Variasi dalam memegang raket bukan hanya soal kenyamanan, tetapi soal optimalisasi sudut pengungkit. Ada kalanya seorang pemain perlu melakukan modifikasi posisi jari secara instan di tengah reli panjang. Misalnya, pergeseran tipis ibu jari pada posisi backhand grip dapat memberikan tambahan daya dorong yang signifikan saat pemain tertekan di sudut lapangan. Tim pelatih PBSI mengajarkan bahwa pegangan tidak boleh kaku seperti memegang palu; sebaliknya, jari-jari harus tetap relaks dan hanya mengencang pada saat terjadi benturan antara senar dan kok. Kelenturan ini memungkinkan pergelangan tangan berfungsi sebagai “pecut” yang melipatgandakan kecepatan kepala raket secara eksponensial.

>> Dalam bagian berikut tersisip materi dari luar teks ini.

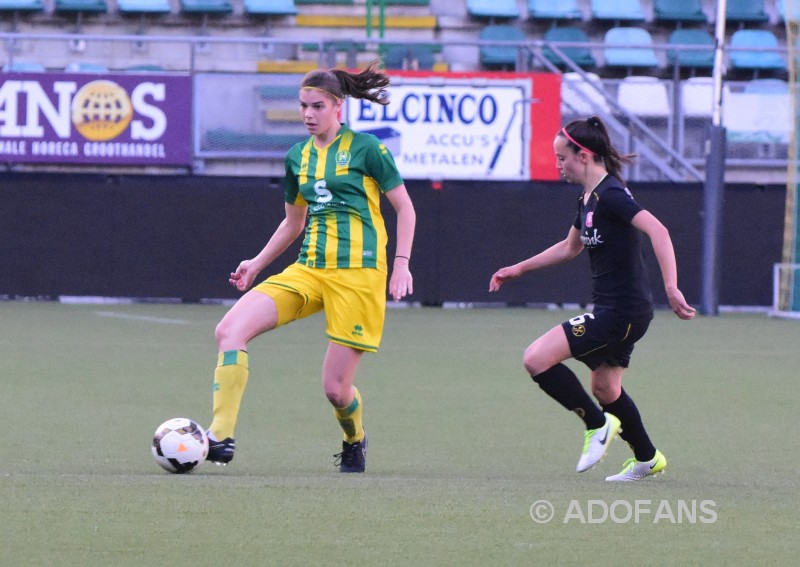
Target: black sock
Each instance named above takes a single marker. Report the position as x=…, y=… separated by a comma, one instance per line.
x=561, y=384
x=632, y=427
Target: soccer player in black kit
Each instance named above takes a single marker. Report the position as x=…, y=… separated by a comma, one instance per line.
x=608, y=224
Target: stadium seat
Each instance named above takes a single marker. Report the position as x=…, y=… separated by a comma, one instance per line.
x=581, y=97
x=21, y=6
x=143, y=6
x=492, y=57
x=755, y=60
x=82, y=67
x=269, y=7
x=644, y=96
x=581, y=56
x=691, y=58
x=80, y=6
x=549, y=10
x=744, y=11
x=617, y=10
x=493, y=8
x=697, y=97
x=24, y=67
x=683, y=11
x=414, y=57
x=634, y=48
x=206, y=7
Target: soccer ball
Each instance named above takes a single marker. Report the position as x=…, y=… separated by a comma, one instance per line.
x=180, y=445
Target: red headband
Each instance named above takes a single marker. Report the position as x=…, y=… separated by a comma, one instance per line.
x=571, y=139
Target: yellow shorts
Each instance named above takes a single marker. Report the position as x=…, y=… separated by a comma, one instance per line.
x=354, y=300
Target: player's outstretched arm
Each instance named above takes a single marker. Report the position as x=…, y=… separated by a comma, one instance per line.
x=665, y=253
x=287, y=232
x=559, y=252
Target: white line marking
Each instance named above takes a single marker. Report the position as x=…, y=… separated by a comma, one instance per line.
x=142, y=318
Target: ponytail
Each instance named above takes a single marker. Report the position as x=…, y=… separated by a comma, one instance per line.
x=592, y=135
x=369, y=84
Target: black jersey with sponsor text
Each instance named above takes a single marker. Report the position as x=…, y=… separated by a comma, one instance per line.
x=619, y=280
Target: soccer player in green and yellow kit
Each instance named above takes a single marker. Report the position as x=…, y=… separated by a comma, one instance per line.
x=334, y=180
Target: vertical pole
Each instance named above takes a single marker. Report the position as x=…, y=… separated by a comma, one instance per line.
x=381, y=18
x=369, y=18
x=715, y=180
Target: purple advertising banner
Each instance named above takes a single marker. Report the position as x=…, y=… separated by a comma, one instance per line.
x=88, y=119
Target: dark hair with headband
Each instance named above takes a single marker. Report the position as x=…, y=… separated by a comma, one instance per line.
x=369, y=84
x=591, y=135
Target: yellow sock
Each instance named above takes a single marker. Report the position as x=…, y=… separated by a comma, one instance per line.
x=350, y=419
x=230, y=378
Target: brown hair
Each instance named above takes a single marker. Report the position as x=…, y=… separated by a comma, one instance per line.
x=591, y=134
x=369, y=84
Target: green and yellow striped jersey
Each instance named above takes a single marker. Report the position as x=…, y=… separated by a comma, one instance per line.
x=341, y=186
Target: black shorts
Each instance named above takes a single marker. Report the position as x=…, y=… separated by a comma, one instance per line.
x=605, y=337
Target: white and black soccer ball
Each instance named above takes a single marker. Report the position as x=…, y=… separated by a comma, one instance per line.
x=180, y=445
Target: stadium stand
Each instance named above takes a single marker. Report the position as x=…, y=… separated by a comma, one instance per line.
x=493, y=9
x=270, y=7
x=136, y=7
x=146, y=68
x=767, y=86
x=549, y=10
x=793, y=17
x=206, y=7
x=697, y=97
x=17, y=6
x=85, y=67
x=692, y=59
x=618, y=10
x=24, y=67
x=628, y=48
x=339, y=2
x=755, y=60
x=581, y=97
x=580, y=55
x=410, y=57
x=746, y=11
x=495, y=57
x=679, y=11
x=80, y=6
x=645, y=97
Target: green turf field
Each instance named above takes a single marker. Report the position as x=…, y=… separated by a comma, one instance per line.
x=461, y=446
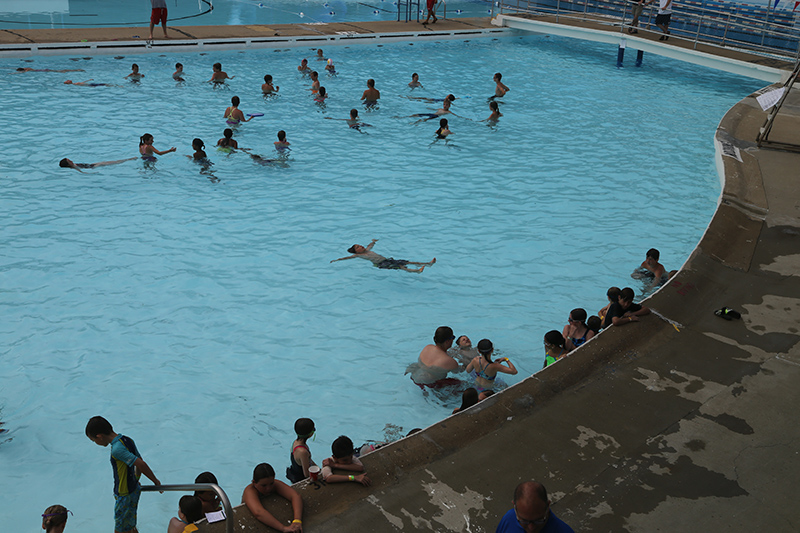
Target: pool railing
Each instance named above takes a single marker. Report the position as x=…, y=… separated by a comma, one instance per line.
x=726, y=25
x=226, y=503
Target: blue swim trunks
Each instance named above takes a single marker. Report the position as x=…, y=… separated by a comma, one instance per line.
x=125, y=511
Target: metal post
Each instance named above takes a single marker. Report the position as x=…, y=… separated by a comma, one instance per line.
x=727, y=23
x=766, y=21
x=697, y=35
x=226, y=503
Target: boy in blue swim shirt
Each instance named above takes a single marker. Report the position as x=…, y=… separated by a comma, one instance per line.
x=127, y=466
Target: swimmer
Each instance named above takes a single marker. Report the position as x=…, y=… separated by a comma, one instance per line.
x=202, y=159
x=443, y=130
x=496, y=114
x=450, y=97
x=444, y=110
x=485, y=369
x=219, y=76
x=68, y=163
x=354, y=122
x=321, y=96
x=178, y=74
x=22, y=70
x=227, y=143
x=147, y=149
x=500, y=90
x=134, y=75
x=371, y=95
x=54, y=519
x=199, y=153
x=330, y=69
x=433, y=362
x=87, y=84
x=463, y=351
x=267, y=87
x=233, y=115
x=314, y=82
x=281, y=144
x=414, y=83
x=365, y=252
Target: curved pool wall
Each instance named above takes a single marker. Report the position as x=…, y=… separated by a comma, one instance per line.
x=445, y=440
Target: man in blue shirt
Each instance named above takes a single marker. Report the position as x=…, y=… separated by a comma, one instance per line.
x=531, y=512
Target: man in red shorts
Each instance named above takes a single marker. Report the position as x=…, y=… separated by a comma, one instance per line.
x=431, y=11
x=159, y=13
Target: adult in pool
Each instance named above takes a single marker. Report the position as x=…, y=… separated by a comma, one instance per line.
x=365, y=252
x=443, y=130
x=87, y=84
x=264, y=484
x=68, y=163
x=500, y=89
x=496, y=114
x=147, y=149
x=371, y=95
x=463, y=351
x=267, y=87
x=54, y=518
x=233, y=115
x=434, y=362
x=354, y=122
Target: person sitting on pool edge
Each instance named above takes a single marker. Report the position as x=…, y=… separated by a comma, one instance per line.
x=624, y=311
x=434, y=362
x=342, y=458
x=190, y=510
x=554, y=347
x=209, y=498
x=300, y=456
x=365, y=252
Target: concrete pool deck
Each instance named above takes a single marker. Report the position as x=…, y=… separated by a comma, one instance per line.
x=686, y=421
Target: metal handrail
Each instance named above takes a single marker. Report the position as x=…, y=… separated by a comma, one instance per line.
x=762, y=139
x=713, y=26
x=226, y=504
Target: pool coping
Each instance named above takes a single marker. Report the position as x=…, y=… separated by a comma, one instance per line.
x=692, y=389
x=104, y=41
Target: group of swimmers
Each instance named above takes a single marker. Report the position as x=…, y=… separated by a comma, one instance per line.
x=442, y=357
x=234, y=116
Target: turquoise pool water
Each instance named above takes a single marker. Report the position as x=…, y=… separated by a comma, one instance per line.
x=202, y=318
x=15, y=14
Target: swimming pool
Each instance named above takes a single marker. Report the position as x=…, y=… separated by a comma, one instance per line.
x=192, y=311
x=64, y=14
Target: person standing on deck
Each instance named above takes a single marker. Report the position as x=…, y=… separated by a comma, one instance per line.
x=159, y=13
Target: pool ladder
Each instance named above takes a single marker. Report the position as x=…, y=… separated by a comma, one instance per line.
x=226, y=503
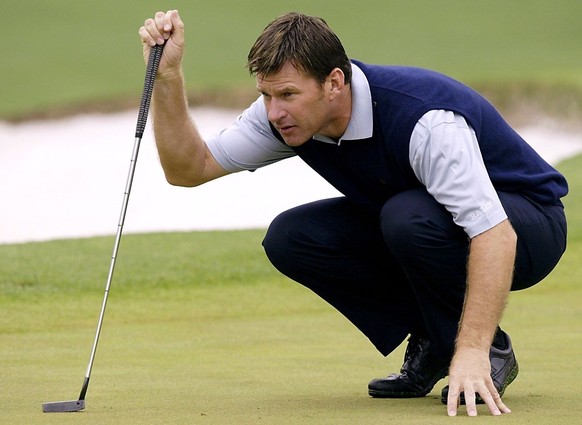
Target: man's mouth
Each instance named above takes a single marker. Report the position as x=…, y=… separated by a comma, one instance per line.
x=286, y=129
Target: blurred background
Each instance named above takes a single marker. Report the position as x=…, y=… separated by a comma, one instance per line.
x=72, y=74
x=63, y=56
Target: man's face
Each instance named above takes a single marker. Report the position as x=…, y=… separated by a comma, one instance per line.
x=297, y=104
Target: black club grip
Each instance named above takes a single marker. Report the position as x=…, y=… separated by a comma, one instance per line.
x=148, y=87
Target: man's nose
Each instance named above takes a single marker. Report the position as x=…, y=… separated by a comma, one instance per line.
x=275, y=111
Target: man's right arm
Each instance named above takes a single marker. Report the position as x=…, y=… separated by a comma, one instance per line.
x=184, y=156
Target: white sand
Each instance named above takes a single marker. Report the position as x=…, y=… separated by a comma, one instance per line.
x=66, y=178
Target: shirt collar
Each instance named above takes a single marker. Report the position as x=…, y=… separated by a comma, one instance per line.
x=361, y=123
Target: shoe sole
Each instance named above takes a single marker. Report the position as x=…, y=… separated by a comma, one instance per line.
x=404, y=394
x=478, y=400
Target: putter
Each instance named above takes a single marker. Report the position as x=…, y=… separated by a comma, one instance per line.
x=152, y=68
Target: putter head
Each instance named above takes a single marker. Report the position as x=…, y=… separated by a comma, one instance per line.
x=63, y=406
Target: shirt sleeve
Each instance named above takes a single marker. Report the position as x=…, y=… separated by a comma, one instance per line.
x=248, y=143
x=445, y=156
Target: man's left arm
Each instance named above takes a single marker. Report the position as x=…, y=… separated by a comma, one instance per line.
x=489, y=276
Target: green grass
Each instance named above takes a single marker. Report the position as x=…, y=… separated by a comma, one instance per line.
x=62, y=54
x=201, y=329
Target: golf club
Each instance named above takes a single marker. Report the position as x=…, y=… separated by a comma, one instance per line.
x=152, y=68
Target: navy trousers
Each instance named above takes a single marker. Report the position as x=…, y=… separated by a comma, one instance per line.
x=403, y=271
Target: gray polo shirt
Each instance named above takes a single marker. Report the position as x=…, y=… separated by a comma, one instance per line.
x=444, y=154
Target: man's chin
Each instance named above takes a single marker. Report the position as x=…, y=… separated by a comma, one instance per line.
x=294, y=141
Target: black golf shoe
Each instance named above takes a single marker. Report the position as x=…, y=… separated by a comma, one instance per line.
x=504, y=370
x=421, y=370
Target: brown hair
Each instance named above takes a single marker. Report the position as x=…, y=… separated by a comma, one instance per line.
x=305, y=41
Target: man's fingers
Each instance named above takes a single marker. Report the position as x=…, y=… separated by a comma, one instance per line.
x=453, y=401
x=470, y=402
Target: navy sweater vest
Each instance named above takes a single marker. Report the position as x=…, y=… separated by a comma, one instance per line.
x=370, y=171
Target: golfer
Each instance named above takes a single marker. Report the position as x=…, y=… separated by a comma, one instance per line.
x=446, y=209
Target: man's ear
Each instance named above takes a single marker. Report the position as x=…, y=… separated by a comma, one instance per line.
x=336, y=79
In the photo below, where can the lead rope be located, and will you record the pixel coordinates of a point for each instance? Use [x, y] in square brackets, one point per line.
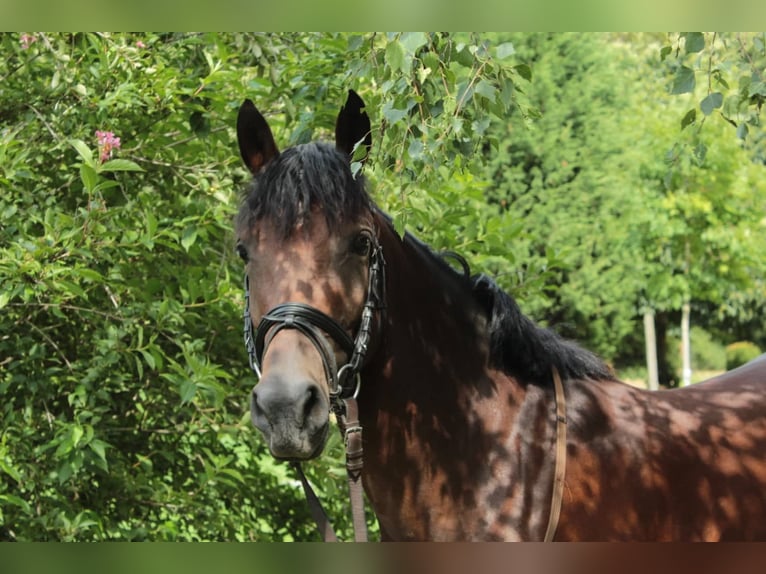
[352, 433]
[561, 458]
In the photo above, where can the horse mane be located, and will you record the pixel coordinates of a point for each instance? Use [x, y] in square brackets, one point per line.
[299, 179]
[521, 347]
[518, 345]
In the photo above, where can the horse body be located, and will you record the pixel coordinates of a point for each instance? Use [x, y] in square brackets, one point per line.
[456, 398]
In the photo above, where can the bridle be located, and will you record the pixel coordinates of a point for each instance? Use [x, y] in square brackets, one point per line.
[344, 383]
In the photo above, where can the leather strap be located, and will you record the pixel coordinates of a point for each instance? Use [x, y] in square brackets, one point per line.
[315, 507]
[349, 425]
[352, 432]
[559, 471]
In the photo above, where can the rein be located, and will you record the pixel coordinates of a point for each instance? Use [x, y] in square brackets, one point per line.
[344, 383]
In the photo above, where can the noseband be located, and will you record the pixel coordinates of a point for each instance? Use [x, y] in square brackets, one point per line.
[343, 382]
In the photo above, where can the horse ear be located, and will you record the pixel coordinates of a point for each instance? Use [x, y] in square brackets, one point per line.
[256, 144]
[352, 127]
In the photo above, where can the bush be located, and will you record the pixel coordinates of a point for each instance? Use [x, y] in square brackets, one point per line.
[707, 354]
[741, 352]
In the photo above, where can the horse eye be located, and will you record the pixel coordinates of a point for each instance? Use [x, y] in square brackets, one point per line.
[362, 244]
[242, 252]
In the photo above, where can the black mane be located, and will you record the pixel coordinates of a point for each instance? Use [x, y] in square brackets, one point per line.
[523, 348]
[301, 178]
[518, 345]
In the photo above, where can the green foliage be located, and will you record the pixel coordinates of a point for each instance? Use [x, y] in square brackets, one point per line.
[741, 352]
[553, 162]
[707, 353]
[122, 370]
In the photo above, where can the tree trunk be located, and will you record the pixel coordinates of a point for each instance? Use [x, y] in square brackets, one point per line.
[664, 371]
[686, 354]
[651, 351]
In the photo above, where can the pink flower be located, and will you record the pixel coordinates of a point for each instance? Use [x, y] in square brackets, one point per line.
[27, 40]
[107, 142]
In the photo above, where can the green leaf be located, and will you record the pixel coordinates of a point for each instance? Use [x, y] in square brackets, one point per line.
[504, 50]
[524, 71]
[392, 114]
[689, 118]
[695, 42]
[742, 131]
[119, 165]
[89, 177]
[711, 102]
[187, 390]
[395, 56]
[683, 81]
[90, 274]
[412, 41]
[189, 237]
[9, 470]
[148, 358]
[700, 152]
[84, 151]
[484, 88]
[16, 501]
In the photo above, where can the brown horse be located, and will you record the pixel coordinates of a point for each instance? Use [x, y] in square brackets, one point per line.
[455, 385]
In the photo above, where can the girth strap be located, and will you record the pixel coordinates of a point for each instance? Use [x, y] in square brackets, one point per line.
[559, 471]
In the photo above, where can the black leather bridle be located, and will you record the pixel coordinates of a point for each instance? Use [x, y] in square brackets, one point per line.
[343, 382]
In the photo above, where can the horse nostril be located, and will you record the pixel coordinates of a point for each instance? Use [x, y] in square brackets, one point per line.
[311, 402]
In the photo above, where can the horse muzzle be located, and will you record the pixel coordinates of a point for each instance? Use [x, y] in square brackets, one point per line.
[293, 416]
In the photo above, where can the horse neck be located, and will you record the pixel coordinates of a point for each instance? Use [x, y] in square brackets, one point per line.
[435, 332]
[435, 413]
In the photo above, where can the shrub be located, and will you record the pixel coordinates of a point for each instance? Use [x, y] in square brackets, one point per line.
[741, 352]
[707, 354]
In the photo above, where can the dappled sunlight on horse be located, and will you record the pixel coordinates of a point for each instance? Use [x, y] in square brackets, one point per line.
[455, 386]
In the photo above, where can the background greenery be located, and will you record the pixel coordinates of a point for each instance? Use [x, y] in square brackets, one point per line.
[596, 176]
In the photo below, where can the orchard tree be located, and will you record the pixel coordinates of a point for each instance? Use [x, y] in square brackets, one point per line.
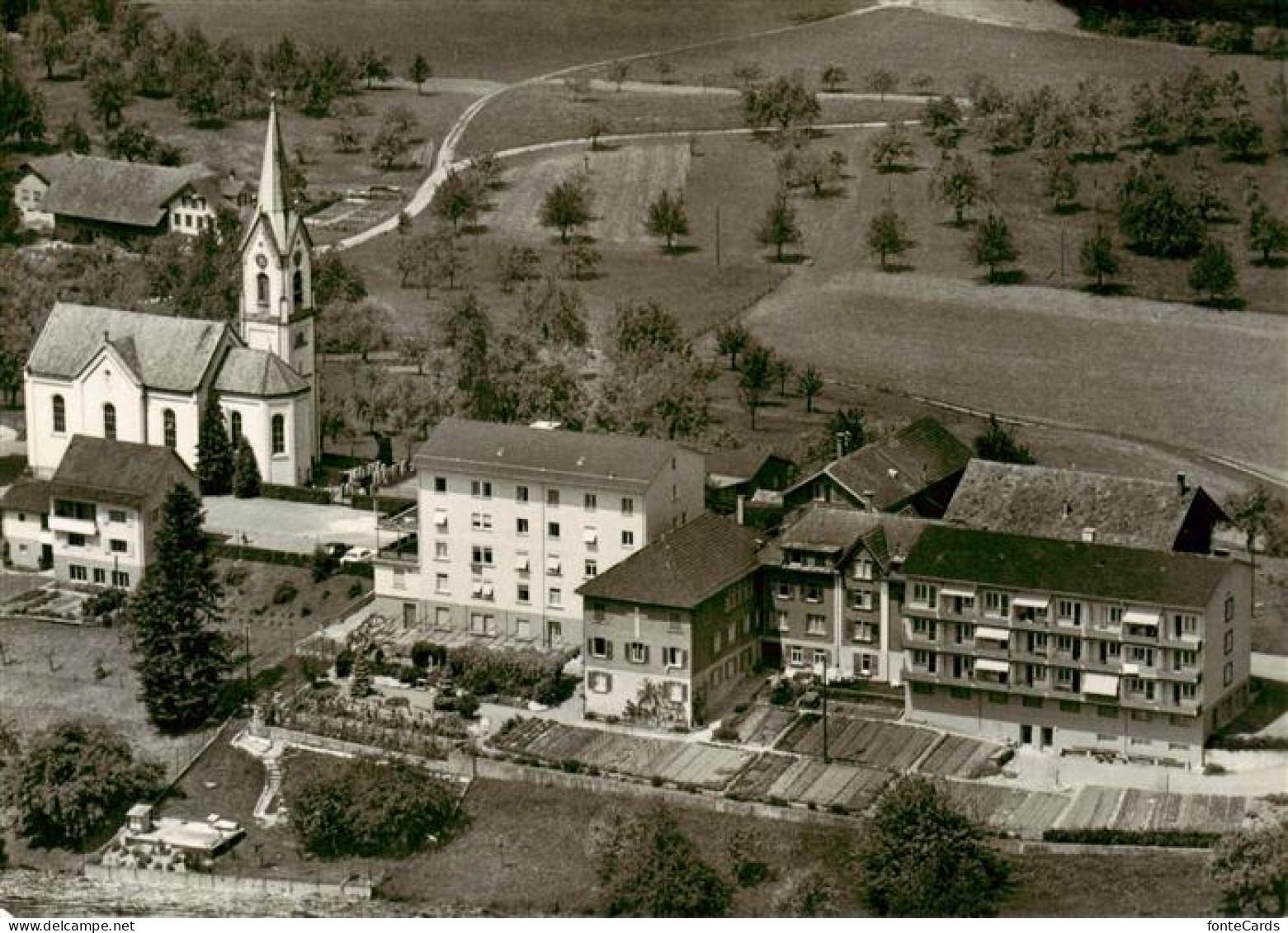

Penggunaan material dan ketebalan grip juga menjadi perhatian serius dalam aspek teknis ini. Setiap atlet memiliki ukuran telapak tangan dan tingkat produksi keringat yang berbeda. Oleh karena itu, pemilihan antara towel grip (handuk) atau polyurethane grip (karet) harus disesuaikan untuk menjamin kontrol yang stabil. Modifikasi ketebalan pegangan dengan menambah atau mengurangi lapisan cushion wrap dapat mengubah distribusi berat raket, yang secara langsung memengaruhi kemudahan manuver di depan net. Melalui eksperimen yang mendalam, para atlet dibantu untuk menemukan konfigurasi yang mampu menghasilkan tenaga kinetik maksimal tanpa menyebabkan ketegangan berlebih pada otot-otot kecil di tangan yang bisa memicu cedera tennis elbow.
Pentingnya detail pada bagian pegangan ini seringkali menjadi rahasia di balik kemenangan pemain-pemain elit. Dengan pegangan yang tepat, seorang pemain dapat melakukan tipuan (deception) dengan lebih mudah karena lawan sulit membaca arah pukulan dari gerakan pergelangan tangan yang minimal. Di kamp pelatihan, drill khusus diberikan untuk melatih perpindahan posisi jari secepat mungkin tanpa melihat. Kemampuan untuk mengubah gaya genggaman dalam hitungan detik ini adalah keterampilan tingkat tinggi yang memisahkan pemain kelas dunia dengan pemain biasa. Setiap milimeter posisi jari diperhitungkan secara saksama demi efisiensi aerodinamika dan mekanika.